A massive data breach that exposed over 184 million online accounts has been discovered, and experts are calling the stolen information a ‘cybercriminal’s dream.’
The trove of Apple, Facebook, and Google usernames and passwords was found online in an unmanaged server by data breach hunter and security researcher Jeremiah Fowler.
The mysterious database not only contained secure login data for millions of private citizens, but also had stolen account information connected to multiple governments around the world.
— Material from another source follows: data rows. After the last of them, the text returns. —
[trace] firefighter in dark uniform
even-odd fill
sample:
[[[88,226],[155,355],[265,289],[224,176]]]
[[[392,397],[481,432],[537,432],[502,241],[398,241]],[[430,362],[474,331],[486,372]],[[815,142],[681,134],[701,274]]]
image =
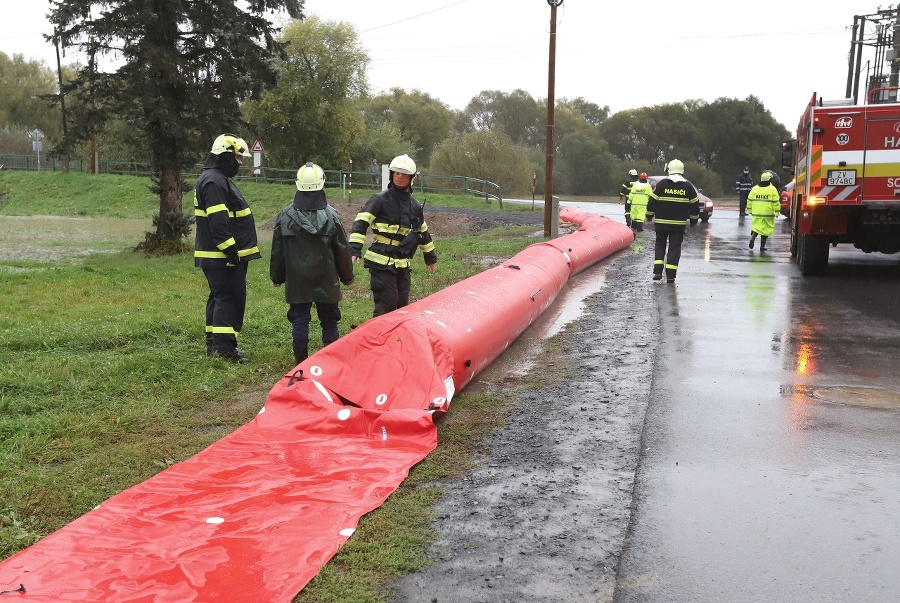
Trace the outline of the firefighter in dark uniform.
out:
[[[243,139],[216,138],[194,191],[194,266],[209,283],[206,353],[238,364],[249,362],[237,347],[247,307],[247,263],[260,257],[250,206],[231,181],[242,157],[250,157]]]
[[[653,259],[653,280],[674,283],[681,259],[684,229],[690,221],[696,226],[700,219],[700,200],[697,189],[684,178],[684,164],[673,159],[667,166],[668,176],[656,184],[647,206],[647,222],[656,219],[656,253]],[[668,253],[666,245],[668,244]]]
[[[422,250],[428,270],[434,272],[437,264],[422,205],[412,196],[416,163],[408,155],[394,157],[389,173],[387,190],[366,201],[350,232],[353,263],[362,257],[363,265],[369,269],[375,300],[373,317],[409,304],[410,260],[417,248]],[[374,239],[363,255],[369,228]]]
[[[631,185],[637,182],[637,179],[637,170],[628,170],[628,178],[622,181],[622,187],[619,189],[619,203],[625,203],[625,199],[628,198],[628,193],[631,192]]]
[[[738,194],[739,216],[747,215],[747,196],[750,194],[751,188],[753,188],[753,176],[750,175],[750,168],[745,167],[744,171],[741,172],[741,175],[734,182],[734,190]]]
While looking at a small sample of 10,000 of these stolen accounts, Fowler found 220 email addresses with .gov domains, linking them to more than 29 countries, including the US, UK, Australia, Canada, China, India, Israel, and Saudi Arabia.
‘This is probably one of the weirdest ones I’ve found in many years,’ Fowler told WIRED.
‘As far as the risk factor here, this is way bigger than most of the stuff I find, because this is direct access into individual accounts. This is a cybercriminal’s dream working list,’ the cybersecurity expert continued.
In total, Fowler discovered 47 gigabytes of data with sensitive information for accounts on various sites including Instagram, Microsoft, Netflix, PayPal, Roblox, and Discord.
The best action to take right now is to change your passwords if you use any of these platforms and also activate Two-Factor Authentication, which adds another layer of security to logging in by sending a secure code to your phone or email.